Он поднялся — высокий, с прямой спиной — и произнес: «Вздор», после чего достал мой чемодан из-под стола. Я подмигнула, но он не ответил мне, лишь прикрыл глаза. Шапку зажал под мышкой, и я поняла, что он больше никогда ее не наденет. Мне даже стало немного совестно — а если папа из-за меня простудится? Но по крайней мере он оживился. Взял маму за руку и, по-прежнему напряженный, гордо зашагал к машине. Я плелась за ними, а когда мы достигли цели, наклонилась и прошептала ему в ухо:
— Комиссар до революции. Не снимай ее, тебе правда очень идет.
— Джоан, ты по-прежнему говоришь ужасные глупости. — Он смягчился.
Подразумевалось, что я не только разведенная женщина, но и его маленькая дочка.
«Господи, спасибо, что они живут так далеко от меня», — подумала я.
Родители не спросили меня о причинах. Ни о причинах развода, ни о том, почему я не поставила их в известность. Мама считала, что это моя вина, ведь для нее Джек был идеальным зятем: талантливый и достаточно известный остроумный красавец — весьма обманчивое впечатление. Когда ему было выгодно, он умел польстить женщине, и моя мать попадалась на эту удочку бессчетное количество раз. Отец не сомневался, что проблема в Джеке, но о реальной причине он не догадывался. Считал, что виной всему работа, ведь телережиссер часто уезжал из дома, оставляя маленькую рыжеволосую женщину тосковать дома одну.
Утром накануне Рождества мы вышли на прогулку. Мама осталась дома, следить за размораживающимися продуктами. Мы поднялись на холм к памятнику и любовались белыми, нежными, как будто меренговыми, окрестностями.
— Очень красиво, — сказала я.
— Да. — Отец смотрел по сторонам, словно капитан, вглядывающийся в морскую даль. На голове у него была клетчатая кепка. Каракуль, как я и предполагала, был опозорен навсегда. — У тебя есть другой мужчина?
— Нет, — ответила я, и вдруг у меня возникла озорная мысль рассказать отцу историю, которая так поразила Джека: про отношения с женщиной. Но, поскольку мы забрались очень высоко, я сдержалась. Он — гордый истинный британец — вполне мог броситься с холма вниз при мысли о таком омерзительном, порочном поведении.
— Тебе нужно вернуться сюда, — предложил папа, опираясь на ореховую трость, которую воткнул в землю. Он, словно адмирал Нельсон, продолжал обозревать окрестные холмы. — Мы могли бы заботиться о тебе.

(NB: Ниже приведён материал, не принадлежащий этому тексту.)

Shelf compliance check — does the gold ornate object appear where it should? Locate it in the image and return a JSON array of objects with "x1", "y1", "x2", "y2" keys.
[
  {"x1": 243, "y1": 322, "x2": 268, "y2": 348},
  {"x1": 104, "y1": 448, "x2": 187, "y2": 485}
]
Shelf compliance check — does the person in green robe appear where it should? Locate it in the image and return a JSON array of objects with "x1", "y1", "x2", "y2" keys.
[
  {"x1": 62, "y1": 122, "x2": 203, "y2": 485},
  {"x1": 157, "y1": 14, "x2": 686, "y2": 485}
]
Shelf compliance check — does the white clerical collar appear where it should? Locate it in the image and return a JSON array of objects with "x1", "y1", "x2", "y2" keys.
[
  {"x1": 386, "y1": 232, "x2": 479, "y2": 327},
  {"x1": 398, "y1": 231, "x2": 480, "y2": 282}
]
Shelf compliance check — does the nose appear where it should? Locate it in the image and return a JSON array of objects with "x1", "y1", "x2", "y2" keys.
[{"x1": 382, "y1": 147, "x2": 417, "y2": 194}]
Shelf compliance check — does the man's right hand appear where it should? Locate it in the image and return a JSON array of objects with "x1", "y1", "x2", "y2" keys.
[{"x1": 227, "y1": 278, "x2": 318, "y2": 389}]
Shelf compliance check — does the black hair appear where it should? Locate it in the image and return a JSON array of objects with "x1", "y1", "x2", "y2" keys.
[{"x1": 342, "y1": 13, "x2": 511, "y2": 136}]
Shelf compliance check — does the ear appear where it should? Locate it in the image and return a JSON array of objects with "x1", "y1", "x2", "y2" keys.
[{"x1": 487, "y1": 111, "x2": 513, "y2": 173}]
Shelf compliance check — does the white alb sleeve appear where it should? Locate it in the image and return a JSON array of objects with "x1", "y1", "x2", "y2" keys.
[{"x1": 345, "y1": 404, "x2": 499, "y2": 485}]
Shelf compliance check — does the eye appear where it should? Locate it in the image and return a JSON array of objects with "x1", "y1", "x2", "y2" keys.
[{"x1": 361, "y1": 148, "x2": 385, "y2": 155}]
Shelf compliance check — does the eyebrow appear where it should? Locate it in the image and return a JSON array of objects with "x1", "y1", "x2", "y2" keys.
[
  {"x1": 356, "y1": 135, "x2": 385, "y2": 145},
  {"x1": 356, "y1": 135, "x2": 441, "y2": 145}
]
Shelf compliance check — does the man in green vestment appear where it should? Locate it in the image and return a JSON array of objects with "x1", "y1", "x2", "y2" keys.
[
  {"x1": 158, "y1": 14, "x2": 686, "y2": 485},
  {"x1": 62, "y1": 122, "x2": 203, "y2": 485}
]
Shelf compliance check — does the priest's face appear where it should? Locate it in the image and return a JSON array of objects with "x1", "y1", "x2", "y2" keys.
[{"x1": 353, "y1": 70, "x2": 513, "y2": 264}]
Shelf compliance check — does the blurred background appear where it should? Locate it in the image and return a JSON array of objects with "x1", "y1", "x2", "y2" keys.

— Нет необходимости, — сказала я. — У меня все хорошо дома.
В глазах отца появились слезы, но я не могла понять, чем — тревогой или холодом — они были вызваны.
— Я открыла пятое измерение, — сообщила я ему. — Мне нравится быть одной.
— Весной мы приедем тебя навестить. — Папа снял кепку и рукой в перчатке провел по волосам от уха до уха.
— Нет, — попросила я, — не стоит. Лучше сама к вам приеду.
Сейчас, когда все вокруг было покрыто снегом, весна казалась мне очень-очень далекой, как раньше Рождество.
Моя мать держалась отлично, если не считать нескольких всхлипываний над костями индейки. Один или два раза — обычно после бокала джина с тоником — она трогала шар на елке и, наблюдая, как он раскачивается и отражает свет, глубоко вздыхала. В целом же мой визит обходился без серьезных взаимных обвинений.